Ukrainian master of artistic ceramics (1937–2024)

Mariia Halushko (Марія Семенівна Галушко; 5 October 1937 – 21 November 2024) was a Ukrainian master of artistic ceramics. Member of the National Union of Artists of Ukraine (1983). Laureate of the Kateryna Bilokur Prize.

==Biography==
Mariia Halushko was born on 5 October 1937 in the village of Tashky, now the Ulashanivska Hromada of Shepetivka Raion of Khmelnytskyi Oblast of Ukraine.

She received her elementary education in Khmelnytskyi Oblast.

She died on 21 November 2024.

==Creativity==
From 1969 – participant of exhibitions. Her personal exhibitions are held in Kyiv. In November 2024, the exhibition "Dvi Marii" was opened in the National Reserve "Sophia of Kyiv", which was dedicated to the work of two artists of naïve art – Maria Prymachenko and Mariia Halushko.
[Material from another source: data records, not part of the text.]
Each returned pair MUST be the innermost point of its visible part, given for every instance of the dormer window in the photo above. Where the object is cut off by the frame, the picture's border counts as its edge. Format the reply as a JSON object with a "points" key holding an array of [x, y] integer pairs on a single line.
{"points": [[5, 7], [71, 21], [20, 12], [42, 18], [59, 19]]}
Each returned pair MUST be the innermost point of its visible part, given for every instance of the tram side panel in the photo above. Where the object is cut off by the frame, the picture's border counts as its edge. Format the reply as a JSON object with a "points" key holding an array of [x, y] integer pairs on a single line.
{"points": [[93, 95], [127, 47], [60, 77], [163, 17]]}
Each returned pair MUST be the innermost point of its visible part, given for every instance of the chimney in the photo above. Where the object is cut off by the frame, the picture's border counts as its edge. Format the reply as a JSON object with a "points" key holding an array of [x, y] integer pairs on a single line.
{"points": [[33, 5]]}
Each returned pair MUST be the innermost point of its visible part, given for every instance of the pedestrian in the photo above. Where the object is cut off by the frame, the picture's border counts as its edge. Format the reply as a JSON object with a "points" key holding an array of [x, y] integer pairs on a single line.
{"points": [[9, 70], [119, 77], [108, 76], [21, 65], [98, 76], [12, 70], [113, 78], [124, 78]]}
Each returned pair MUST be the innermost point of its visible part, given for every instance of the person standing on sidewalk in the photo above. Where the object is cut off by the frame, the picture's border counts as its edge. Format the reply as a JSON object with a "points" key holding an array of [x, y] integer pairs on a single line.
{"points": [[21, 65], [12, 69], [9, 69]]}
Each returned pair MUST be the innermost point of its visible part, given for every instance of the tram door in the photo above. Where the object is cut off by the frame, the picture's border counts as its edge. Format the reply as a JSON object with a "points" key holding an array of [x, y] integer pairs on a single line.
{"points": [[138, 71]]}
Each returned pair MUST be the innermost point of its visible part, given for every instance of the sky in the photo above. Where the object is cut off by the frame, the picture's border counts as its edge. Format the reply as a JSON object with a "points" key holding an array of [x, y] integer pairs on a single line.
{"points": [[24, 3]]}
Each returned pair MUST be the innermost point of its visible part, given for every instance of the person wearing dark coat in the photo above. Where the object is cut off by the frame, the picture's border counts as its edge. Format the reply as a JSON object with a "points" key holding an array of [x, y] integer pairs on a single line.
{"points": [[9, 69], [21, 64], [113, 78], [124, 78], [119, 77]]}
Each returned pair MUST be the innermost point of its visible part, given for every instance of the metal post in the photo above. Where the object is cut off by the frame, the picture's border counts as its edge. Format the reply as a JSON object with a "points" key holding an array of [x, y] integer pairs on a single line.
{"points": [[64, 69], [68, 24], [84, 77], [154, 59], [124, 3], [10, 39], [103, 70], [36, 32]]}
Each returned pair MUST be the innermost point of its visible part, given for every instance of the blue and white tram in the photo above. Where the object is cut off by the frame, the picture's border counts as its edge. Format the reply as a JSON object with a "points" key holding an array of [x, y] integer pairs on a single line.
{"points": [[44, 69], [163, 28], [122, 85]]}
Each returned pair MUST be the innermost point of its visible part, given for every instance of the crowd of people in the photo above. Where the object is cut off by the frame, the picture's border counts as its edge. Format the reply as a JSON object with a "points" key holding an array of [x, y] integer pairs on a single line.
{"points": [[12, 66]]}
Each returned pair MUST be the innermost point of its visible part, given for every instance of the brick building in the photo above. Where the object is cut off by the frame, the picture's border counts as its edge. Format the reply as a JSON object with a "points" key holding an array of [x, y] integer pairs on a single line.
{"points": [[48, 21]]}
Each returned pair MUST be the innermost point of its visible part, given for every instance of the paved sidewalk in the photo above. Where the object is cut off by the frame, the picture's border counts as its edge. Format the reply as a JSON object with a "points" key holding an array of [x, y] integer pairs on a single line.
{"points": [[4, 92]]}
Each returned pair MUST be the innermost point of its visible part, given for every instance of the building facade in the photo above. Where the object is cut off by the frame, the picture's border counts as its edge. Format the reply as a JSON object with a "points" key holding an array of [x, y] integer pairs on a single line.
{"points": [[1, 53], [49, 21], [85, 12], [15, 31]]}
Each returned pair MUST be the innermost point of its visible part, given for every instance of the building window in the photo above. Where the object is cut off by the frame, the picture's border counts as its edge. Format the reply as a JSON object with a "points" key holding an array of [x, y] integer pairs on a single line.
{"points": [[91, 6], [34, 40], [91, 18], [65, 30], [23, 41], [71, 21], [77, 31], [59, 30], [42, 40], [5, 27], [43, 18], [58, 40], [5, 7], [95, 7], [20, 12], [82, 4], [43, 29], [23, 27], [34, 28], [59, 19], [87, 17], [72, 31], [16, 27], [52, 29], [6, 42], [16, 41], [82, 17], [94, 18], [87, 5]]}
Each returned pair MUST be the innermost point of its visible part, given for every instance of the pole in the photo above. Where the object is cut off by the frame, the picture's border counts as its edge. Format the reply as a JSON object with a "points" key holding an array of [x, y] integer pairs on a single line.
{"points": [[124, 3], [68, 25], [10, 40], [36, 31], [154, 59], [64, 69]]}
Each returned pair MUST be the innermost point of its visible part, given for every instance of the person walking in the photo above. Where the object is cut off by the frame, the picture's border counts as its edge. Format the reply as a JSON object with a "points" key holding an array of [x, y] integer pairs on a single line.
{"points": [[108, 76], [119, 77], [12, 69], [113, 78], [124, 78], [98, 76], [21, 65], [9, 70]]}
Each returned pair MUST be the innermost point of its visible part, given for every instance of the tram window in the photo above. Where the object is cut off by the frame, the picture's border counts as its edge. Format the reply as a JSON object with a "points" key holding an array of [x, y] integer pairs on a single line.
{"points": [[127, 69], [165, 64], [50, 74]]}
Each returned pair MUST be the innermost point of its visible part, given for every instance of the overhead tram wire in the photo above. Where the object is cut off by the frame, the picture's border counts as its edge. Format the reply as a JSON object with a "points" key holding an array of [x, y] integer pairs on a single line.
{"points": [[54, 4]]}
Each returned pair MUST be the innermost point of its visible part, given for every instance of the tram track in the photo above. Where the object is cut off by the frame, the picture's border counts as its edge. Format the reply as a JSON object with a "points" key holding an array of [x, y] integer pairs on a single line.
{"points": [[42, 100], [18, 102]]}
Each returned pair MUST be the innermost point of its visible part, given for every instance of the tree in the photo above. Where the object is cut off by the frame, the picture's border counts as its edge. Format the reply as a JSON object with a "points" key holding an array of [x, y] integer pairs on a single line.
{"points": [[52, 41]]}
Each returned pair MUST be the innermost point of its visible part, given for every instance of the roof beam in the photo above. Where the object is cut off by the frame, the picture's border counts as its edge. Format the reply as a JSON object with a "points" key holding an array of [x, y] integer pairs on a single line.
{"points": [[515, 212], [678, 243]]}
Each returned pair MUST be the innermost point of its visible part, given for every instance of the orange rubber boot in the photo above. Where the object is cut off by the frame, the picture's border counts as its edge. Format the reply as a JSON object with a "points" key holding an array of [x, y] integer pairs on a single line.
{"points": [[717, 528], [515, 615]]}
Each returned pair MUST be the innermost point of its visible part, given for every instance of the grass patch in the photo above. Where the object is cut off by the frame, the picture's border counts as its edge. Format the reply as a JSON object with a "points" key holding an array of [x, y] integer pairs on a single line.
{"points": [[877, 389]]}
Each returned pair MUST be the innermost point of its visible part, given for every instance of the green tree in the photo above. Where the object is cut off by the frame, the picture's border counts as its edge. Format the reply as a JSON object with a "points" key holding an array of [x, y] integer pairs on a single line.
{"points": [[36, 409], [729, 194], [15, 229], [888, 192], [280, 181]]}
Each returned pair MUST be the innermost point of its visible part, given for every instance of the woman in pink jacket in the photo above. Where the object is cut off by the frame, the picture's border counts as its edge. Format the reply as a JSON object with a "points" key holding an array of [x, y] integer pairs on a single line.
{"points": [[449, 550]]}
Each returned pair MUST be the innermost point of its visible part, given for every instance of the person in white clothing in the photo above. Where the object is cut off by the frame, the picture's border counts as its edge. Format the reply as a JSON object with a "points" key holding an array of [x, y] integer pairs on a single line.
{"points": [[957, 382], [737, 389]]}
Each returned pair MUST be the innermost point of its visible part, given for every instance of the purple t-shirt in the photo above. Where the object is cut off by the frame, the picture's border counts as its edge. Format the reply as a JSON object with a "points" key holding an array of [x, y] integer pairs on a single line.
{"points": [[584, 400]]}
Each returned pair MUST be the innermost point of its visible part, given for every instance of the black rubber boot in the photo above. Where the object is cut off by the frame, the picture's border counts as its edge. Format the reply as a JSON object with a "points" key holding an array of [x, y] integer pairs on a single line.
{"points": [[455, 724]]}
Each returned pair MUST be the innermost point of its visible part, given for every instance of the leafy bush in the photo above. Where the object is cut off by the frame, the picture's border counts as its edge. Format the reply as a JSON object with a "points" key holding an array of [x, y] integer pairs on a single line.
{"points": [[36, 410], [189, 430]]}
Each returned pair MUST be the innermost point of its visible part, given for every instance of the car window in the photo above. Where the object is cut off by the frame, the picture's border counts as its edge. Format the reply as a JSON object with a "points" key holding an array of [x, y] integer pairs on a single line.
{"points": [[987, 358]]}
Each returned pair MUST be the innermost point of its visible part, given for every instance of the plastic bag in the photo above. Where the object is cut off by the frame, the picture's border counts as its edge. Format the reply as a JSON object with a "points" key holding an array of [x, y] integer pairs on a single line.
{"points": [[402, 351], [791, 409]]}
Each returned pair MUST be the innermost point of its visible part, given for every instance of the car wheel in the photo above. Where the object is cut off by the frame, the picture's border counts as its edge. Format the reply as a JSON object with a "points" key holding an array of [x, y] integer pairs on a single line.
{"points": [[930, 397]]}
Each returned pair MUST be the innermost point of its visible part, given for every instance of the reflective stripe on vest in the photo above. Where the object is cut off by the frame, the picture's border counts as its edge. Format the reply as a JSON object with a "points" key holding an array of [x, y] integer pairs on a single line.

Halushko's works feature images and symbols of folk art that captivate with their uniqueness and vivid originality in the interpretation of folk motifs. The artist uses the traditions of Ukrainian folk figurative tableware in her animalistic plastics. In 1984, Mariia Halushko's name was included in the World Encyclopedia of Artistic Naïve.

The works are kept in the collections of the National Museum of Folk Architecture and Folkways of Ukraine, Kaniv Museum of Folk Art, Chernihiv and Sumy Regional Art Museums, and Karaganda Museum of Fine Arts (Kazakhstan).
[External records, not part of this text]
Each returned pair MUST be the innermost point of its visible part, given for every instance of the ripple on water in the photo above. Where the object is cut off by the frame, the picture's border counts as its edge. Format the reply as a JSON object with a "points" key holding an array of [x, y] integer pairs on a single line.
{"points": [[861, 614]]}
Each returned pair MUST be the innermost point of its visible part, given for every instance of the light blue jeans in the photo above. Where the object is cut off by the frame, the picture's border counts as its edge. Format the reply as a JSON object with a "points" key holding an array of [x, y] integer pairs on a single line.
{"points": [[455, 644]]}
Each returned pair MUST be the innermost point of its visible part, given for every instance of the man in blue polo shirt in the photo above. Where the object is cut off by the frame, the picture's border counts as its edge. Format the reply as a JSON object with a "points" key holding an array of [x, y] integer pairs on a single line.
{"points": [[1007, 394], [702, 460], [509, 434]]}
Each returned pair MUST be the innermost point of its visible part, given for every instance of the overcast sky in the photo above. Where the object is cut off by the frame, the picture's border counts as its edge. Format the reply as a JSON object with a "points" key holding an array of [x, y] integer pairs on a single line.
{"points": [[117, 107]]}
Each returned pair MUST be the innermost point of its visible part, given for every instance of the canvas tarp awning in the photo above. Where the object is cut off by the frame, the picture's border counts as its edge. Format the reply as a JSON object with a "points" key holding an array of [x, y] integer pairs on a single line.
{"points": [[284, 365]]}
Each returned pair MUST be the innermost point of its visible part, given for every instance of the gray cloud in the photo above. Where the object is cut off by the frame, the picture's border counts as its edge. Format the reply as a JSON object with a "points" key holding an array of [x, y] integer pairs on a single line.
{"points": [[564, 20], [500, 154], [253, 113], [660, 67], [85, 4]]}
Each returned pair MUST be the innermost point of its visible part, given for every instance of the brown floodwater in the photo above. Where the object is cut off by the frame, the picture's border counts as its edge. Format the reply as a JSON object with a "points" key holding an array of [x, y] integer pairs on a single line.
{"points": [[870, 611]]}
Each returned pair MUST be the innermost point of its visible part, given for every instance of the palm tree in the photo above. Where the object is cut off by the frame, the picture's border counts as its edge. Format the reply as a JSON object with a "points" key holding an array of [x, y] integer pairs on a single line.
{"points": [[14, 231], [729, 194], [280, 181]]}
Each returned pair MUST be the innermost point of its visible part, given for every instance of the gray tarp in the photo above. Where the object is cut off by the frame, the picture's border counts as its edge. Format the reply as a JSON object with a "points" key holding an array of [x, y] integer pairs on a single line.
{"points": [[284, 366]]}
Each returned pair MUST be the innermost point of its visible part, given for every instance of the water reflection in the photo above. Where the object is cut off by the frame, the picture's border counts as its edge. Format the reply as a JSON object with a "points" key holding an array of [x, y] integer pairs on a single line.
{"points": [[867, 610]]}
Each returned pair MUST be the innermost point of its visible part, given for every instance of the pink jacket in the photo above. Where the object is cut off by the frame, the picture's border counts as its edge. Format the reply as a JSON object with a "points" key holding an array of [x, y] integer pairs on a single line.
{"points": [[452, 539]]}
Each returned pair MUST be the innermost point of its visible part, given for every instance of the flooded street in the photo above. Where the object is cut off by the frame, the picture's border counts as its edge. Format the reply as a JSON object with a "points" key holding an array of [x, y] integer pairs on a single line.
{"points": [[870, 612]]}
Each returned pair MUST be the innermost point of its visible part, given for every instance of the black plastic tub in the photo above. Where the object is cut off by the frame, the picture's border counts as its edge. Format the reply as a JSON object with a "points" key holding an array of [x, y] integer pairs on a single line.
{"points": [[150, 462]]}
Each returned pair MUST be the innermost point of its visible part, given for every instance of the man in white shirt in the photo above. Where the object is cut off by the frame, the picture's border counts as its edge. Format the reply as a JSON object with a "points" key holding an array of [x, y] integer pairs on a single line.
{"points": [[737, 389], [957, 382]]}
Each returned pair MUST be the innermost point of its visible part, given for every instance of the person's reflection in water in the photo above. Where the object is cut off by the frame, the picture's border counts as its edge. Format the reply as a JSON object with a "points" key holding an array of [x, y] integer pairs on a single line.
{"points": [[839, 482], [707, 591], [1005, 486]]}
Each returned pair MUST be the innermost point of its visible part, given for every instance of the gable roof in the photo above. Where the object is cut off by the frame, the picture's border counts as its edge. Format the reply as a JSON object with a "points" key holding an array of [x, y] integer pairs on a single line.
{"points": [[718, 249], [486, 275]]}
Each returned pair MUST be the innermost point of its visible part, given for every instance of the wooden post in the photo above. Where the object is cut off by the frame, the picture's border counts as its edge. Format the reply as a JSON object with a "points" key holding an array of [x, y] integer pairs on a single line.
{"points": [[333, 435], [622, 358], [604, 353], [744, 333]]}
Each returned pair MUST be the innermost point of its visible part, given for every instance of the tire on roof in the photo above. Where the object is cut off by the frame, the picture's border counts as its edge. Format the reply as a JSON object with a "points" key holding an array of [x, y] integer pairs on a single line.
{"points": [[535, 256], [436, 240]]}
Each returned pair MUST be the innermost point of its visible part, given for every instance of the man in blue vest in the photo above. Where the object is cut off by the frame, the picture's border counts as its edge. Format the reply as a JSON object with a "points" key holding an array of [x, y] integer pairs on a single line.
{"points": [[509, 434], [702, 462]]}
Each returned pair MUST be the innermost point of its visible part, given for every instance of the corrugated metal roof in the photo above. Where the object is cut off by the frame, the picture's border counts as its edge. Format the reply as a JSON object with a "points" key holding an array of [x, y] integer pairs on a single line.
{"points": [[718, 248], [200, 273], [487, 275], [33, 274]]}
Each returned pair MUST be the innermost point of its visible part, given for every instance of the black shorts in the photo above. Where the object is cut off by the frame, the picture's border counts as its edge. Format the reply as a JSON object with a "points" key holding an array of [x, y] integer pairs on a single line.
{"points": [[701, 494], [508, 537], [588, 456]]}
Main works: "Troisti muzyky" (1968), "Kazkovyi zvir", "Narechena i narechenyi", "Pan chort na vesilli", "Baran", "Rys", "Maty z khlibom" (all 1970), "Korovainytsi" (1971), "Otara" (1972), "Vedmid-lasun" (1980), "Vivtselev" (1982), "Zhinka z porosiam" (1985), "Zamriianyi olen" (1988), "Nichnyi zvir", "Vesillia z prydanym", "Khlopchyk iz dudkoiu" (all 1989), "De nasha trava?" (1990), "Vesnianky" (1991–94), "Muzyky" (1993), "Na zelenyi luh" (1995), "Kozlyk Danylko" (1996), "Olen" (2000); decorative sculptures – "Zvir u kvitakh" (1978), "Zakokhani" (1979); seriia "Sviato" (2000).